In the previous post, I talked about deciding to take action for identified network cybersecurity “health” issues. This is where things get interesting and often where the ultimate failure occurs.

Let’s go back to the medical health comparison for a moment. In an ideal world of healthcare, you have criteria defined for assessing health and then criteria defined for determining and administering treatment. Medical professionals use scientific methods for assessing health and then apply the wisdom of experience to prescribing treatment. This works fairly well, for the most part, but there are systemic issues that cause this to break down. 

In the US, for example, medical professionals do indeed diagnose illness and prescribe treatment, but it is ultimately health insurance companies that dictate is the prescribed treatment is acceptable. Yes, that is correct…the health insurance professional who is usually not a health care provider makes the call about if what the doctor ordered is allowed. If the cost of the treatment is above a set amount there is a high likelihood that it will be denied.

Unfortunately, this is not at all unlike what we see in the cybersecurity world. The security professional who makes the solution decision will then have to appeal to someone who controls budget resources in order to get what they need to fix the problem. I am sure everyone reading is very familiar with this. It is both frustrating and can be a circus act. In the end, you quite often don’t get the resources you need.
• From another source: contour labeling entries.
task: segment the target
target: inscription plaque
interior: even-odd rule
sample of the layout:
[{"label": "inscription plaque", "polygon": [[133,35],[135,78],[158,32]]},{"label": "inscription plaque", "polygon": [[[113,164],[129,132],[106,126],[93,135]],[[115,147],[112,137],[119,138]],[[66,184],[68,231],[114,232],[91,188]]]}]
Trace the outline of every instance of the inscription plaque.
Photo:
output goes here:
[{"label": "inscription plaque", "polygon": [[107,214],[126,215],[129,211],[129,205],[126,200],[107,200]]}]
The main issue of course is always about finances and a top decision-maker in a large organization has a fiduciary responsibility to maximize shareholder value, which usually means keeping operation costs down and profits up. Beholden to the shareholders and in the absence of any law requiring a prescribed set of treatments for cybersecurity issues, investment often comes down to pure finances.

Perhaps most troubling is that there is a large grey area here. Once issues are identified, a key decision-maker may choose to ignore the risk and hope that it does not negatively impact shareholder value before their tenure is up. Profit and growth incentives may cause the management, for example, to discount the cybersecurity risk and postpone necessary investments. Moreover, in the absence of any legal requirements to take action, all that the officer needs to be able to prove is that the cost of fixing the problem may be greater than any negative outcomes.
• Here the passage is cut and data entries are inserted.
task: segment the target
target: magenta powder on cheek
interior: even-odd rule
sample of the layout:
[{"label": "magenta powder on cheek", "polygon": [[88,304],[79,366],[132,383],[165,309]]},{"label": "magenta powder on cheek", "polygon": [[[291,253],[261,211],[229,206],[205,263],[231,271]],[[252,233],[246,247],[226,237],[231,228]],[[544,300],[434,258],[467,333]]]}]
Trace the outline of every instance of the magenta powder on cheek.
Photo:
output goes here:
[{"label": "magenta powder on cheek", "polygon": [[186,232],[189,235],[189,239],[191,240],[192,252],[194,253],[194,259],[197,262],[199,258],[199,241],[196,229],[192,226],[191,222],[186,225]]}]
We can also look into other industries for cautionary tales. Ford Motor Company took this risk with the Ford Pinto in a landmark case in the 1970es. The decision-makers calculated that the cost of fixing a hazardous gas tank issue that could lead to potential fire and death was greater than the financial losses from compensations for the losses. As it turned out they were very wrong, and the reputation of the company suffered severely in the following decades. 

So I guess this leaves the question, who will be the first one to make the wrong decision about cybersecurity issues and does it make sense to seriously consider some sort of preventative regulation before that happens?